Colombian Christmas traditions
- In Colombia, the Christmas season lasts more than a month! This is no exaggeration, because it officially starts on December 7th, when the country is lit up by candles, and ends on January 6th with the celebration of the Three Kings. It goes without saying that some people don’t want to wait, so they begin decorating the tree in November, to awaken the Christmas spirit as soon as possible.
- December 7th, the day of the Immaculate Conception is also the day in which the majority of Colombian children receive First Communion, a religious ceremony in which children receive the Eucharist for the first time.

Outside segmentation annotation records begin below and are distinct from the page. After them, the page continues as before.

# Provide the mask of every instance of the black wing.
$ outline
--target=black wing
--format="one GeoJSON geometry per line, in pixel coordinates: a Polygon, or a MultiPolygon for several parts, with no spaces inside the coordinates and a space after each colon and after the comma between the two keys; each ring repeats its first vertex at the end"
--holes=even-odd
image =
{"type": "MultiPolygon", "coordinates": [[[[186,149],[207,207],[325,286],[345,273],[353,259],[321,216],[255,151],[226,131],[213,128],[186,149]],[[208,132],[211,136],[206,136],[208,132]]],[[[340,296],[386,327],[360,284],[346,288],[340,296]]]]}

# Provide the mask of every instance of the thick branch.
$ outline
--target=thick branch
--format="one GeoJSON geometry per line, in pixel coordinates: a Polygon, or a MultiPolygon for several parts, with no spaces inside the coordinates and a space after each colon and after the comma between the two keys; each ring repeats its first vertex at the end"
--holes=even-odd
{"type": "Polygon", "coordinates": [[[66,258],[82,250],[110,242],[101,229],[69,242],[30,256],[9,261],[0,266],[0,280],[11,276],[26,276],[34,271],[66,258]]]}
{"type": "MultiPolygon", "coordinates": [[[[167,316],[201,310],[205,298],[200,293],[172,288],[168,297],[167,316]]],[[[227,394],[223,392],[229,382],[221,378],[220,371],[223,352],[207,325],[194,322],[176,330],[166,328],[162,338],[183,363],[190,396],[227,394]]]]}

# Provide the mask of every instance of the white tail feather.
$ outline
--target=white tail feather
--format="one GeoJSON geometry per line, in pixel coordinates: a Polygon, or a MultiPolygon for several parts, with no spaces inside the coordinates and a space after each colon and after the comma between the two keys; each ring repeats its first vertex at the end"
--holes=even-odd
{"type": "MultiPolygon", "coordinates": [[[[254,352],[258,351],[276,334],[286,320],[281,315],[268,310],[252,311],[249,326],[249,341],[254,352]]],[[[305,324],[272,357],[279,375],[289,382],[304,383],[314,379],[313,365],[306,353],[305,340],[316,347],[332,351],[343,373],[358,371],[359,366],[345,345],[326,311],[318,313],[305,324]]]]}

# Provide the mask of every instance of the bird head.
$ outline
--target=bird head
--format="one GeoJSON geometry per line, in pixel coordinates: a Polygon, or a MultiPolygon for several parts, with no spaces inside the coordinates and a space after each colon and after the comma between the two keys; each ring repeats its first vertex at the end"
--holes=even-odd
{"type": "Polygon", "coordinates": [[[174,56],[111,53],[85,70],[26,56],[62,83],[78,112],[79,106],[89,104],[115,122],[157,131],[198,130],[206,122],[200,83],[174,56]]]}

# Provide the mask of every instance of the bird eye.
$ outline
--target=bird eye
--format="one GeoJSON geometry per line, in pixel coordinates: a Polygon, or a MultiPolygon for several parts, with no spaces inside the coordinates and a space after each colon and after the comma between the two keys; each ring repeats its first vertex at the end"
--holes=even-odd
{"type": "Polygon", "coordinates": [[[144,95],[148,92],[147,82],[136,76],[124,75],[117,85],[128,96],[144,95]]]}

- From December 16th to the 24th, the Novena de Aguinaldos prayers are read. Mother María Ignacia, a Bogotá-born nun from La Enseñanza School, modified the final text in the 19th century. This is one of the most highly anticipated celebrations for everyone, because in addition to being a space to approach spirituality, it is the perfect time to gather the family together and eat to your heart’s content. Buñuelos and natilla are the most popular treats during these gatherings.
- In Colombia, Niño Dios, not Santa Claus, brings the gifts to children. Niño Dios or Niño Jesús is the symbol that represents Jesus’s childhood. Children are told that he goes to each house to deliver the gifts that they requested by letter.
- Each December, around 74 million bottles of aguardiente and 42 million bottles of rum are sold. Colombians like to accompany their celebrations with a drink that brings cheer to their lives. Although aguardiente, also called guaro, is the most popular, rum and lots of beer are also popular drinks.
- During this season, Colombians eat approximately 99,555 tons of chicken. It is a main ingredient in typical Christmas dishes, because ajiaco is not ajiaco without chicken and tamale is not tamale without chicken!
- Groups of friends and coworkers sing and exchange traditional aguinaldos—a fun way to celebrate the end-of-year festivities.
- On December 31st, in some parts of the country, people burn a doll representing the outgoing year. It is usually made as a family, gathering old clothes and stuffing them with newspaper. The doll is lit on fire after the clock strikes midnight, in order to say farewell to the previous year.
- María, Jesús, and José are very popular names in Colombia to honor these characters.
These are just a few things that Colombians do during the Christmas season to have fun, spend time with family, and celebrate the end-of-year holidays as only can be done in Colombia.